Previously, women had total autonomy to terminate a pregnancy during the first trimester, and allowed some state influence over abortions in the second and third trimesters.
Sensitive areas, such as abortion clinics, fertility centers, addiction treatment facilities, weight loss clinics, and cosmetic surgery clinics will be erased from users’ location histories. Users have always had the option edit their location histories on their own, but Google will proactively do it for them as an added level of protection.
“We’re committed to delivering robust privacy protections for people who use our products, and we will continue to look for new ways to strengthen and improve these protections,” Jen Fitzpatrick, a Google senior vice president, wrote in the blog post.
The pledge comes amid escalating pressure on Google and other Big Tech companies to do more to shield the troves of sensitive personal information through their digital services and products from government authorities and other outsiders.

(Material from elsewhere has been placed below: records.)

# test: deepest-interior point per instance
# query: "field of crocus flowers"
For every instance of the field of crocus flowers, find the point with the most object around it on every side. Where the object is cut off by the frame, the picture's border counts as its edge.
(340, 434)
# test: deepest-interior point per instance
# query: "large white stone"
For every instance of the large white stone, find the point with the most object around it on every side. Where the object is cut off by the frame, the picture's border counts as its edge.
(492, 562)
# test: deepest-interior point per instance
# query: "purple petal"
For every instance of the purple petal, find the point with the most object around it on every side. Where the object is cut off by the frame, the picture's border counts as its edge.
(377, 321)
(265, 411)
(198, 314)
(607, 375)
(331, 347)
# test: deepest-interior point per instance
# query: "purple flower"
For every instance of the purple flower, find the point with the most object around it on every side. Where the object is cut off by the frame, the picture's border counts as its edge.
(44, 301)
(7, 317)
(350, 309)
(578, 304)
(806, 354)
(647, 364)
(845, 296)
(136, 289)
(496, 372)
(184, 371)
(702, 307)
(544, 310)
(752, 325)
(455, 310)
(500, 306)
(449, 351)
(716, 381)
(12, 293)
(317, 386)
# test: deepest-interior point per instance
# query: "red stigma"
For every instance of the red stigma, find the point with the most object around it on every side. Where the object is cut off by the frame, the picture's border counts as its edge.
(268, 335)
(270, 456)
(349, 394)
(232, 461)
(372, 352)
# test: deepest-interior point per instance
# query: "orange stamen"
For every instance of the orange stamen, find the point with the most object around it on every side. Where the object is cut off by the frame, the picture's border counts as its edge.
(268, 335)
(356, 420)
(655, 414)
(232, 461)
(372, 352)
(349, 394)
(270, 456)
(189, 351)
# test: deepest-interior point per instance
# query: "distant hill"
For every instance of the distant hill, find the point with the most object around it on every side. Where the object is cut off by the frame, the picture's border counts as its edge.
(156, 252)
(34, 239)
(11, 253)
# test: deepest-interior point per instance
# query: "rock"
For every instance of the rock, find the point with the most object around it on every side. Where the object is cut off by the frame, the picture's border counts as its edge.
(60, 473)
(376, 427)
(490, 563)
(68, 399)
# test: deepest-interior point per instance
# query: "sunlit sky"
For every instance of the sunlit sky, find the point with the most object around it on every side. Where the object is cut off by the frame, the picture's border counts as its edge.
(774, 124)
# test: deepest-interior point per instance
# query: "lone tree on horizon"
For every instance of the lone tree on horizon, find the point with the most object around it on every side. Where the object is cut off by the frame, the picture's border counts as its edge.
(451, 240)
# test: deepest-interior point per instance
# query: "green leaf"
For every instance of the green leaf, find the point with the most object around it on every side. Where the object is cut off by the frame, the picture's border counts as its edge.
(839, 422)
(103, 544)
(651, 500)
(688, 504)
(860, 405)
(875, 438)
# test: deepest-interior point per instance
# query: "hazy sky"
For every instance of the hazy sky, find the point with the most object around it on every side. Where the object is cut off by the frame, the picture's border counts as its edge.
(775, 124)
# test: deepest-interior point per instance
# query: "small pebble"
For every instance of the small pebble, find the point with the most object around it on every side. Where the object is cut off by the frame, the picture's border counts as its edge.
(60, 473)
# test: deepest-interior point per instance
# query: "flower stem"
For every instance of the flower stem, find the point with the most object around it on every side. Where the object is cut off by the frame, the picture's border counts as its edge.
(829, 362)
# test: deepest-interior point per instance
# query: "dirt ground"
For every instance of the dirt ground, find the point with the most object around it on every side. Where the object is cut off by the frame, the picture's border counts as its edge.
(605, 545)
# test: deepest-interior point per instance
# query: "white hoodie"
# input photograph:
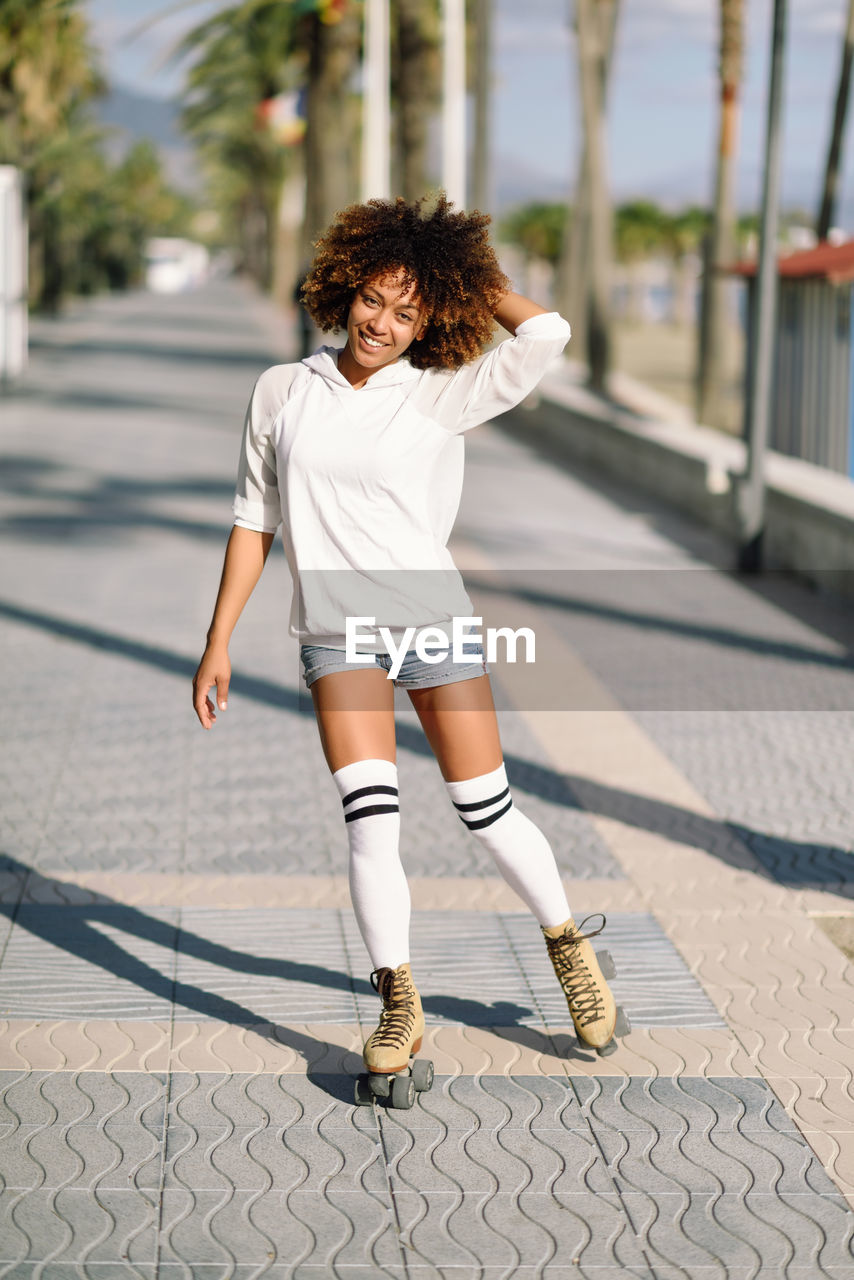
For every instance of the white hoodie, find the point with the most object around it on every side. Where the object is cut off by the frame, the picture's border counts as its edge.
(366, 483)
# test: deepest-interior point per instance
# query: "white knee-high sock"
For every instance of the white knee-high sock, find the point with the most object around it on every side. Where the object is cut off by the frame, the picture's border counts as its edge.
(378, 887)
(521, 851)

The calls for more stringent privacy controls were triggered by the U.S. Supreme Court’s recent decision overturning the 1973 Roe v. Wade ruling that legalized abortion. That reversal could make abortion illegal in more than a dozen states, raising the specter that records about people’s location, texts, searches and emails could be used in prosecutions against abortion procedures or even for medical care sought in a miscarriage.
Like other technology companies, Google each year receives thousands of government demands for users’ digital records as part of misconduct investigations. Google says it pushes back against search warrants and other demands that are overly broad or appear to be baseless.
Privacy campaigners have advised taking measures with regards to messaging apps and search engines in order to ensure digital privacy.
“The primary digital threat for people who take abortion pills is the actual evidence of intention stored on your phone, in the form of texts, emails, and search/web history”, tech lawyer Kendra Albert, assistant professor Maggie Delano, and policy analyst Emma Weil have advised.
It is recommended that women secure their text messages using software like Signal and use a privacy-focused browser such as DuckDuckGo.